When Mikhail Gorbachev rose to power in 1985, his reform policy sparked an independence movement in the Baltic states. But as their cries for help were answered with silence from the international community, two small nations answered the call – Iceland and Denmark – motivated by the personal connections of their foreign ministers.

THOSE WHO DARE outlines the Baltic nations’ (Estonia, Latvia and Lithuania’s) struggle for the restoration of their independence, from 1986-1991, Gorbachev’s perestroika paving the way. It recaptures the dramatic course of events in the Baltic capitals of Vilnius, Riga and Tallinn in January 1991 when the Soviet military attempted to brutally suppress the independence movements. At that moment, Jón Baldvin Hannibalsson, the minister of foreign affairs of Iceland, was the only western foreign minister to travel to the Baltic capitals to show his support, thus inscribing Iceland in golden letters in the minds of the Baltic people.

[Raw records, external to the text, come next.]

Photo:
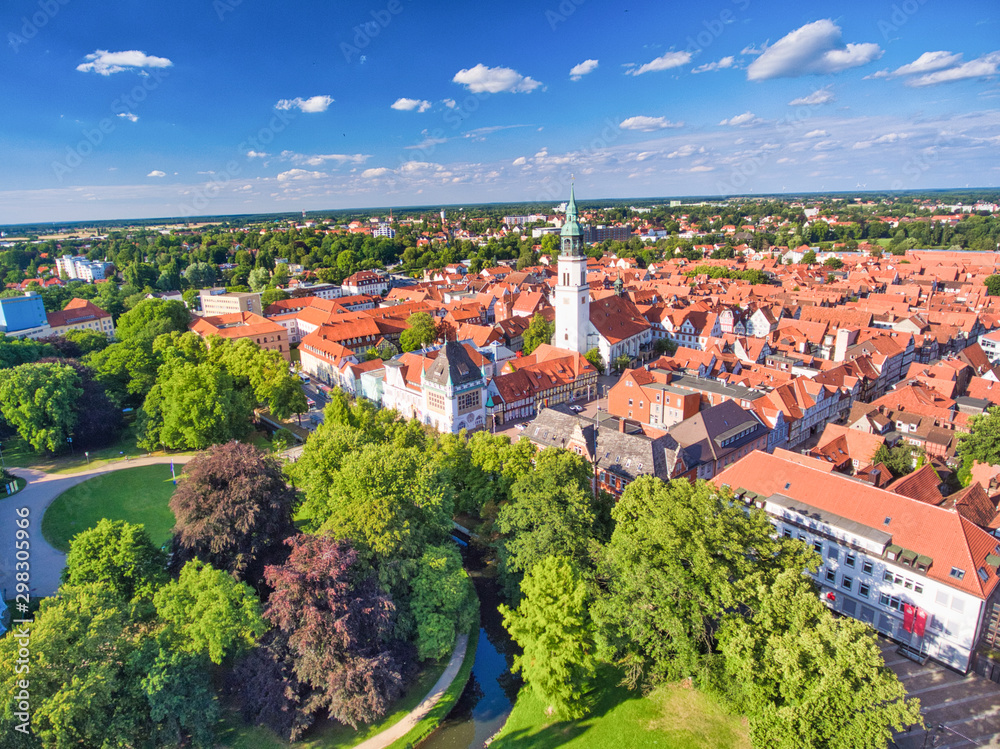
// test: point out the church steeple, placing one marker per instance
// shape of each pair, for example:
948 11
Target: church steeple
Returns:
571 235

Jón Baldvin Hannibalsson and Vytautas Landsbergis

Hannibalsson’s personal connections and interest in the USSR were the driving force behind Iceland’s support for the freedom of the Baltic states. From 1989 onwards, he, along with Danish Foreign Minister Uffe Elleman Jensen worked hard to support the Baltic nations’ struggle at the UN, in the European Council, within the Nordic Council, within NATO, at the North Atlantic Council meetings and elsewhere in the international arena. During this process, both Hannibalsson and Jensen understood that little interest was shown by their colleagues for this corner of the world, even thought they had been illegally annexed during the Second World War.

The superpowers had other interests, a war in Iraq, the unification of Germany – and did not see fit to rock Gorbachev’s boat. In August 1991, following the coup d’etat in Moscow Iceland became the first country to recognize the Baltic countries. In December, The Soviet Union formally ceased to exist.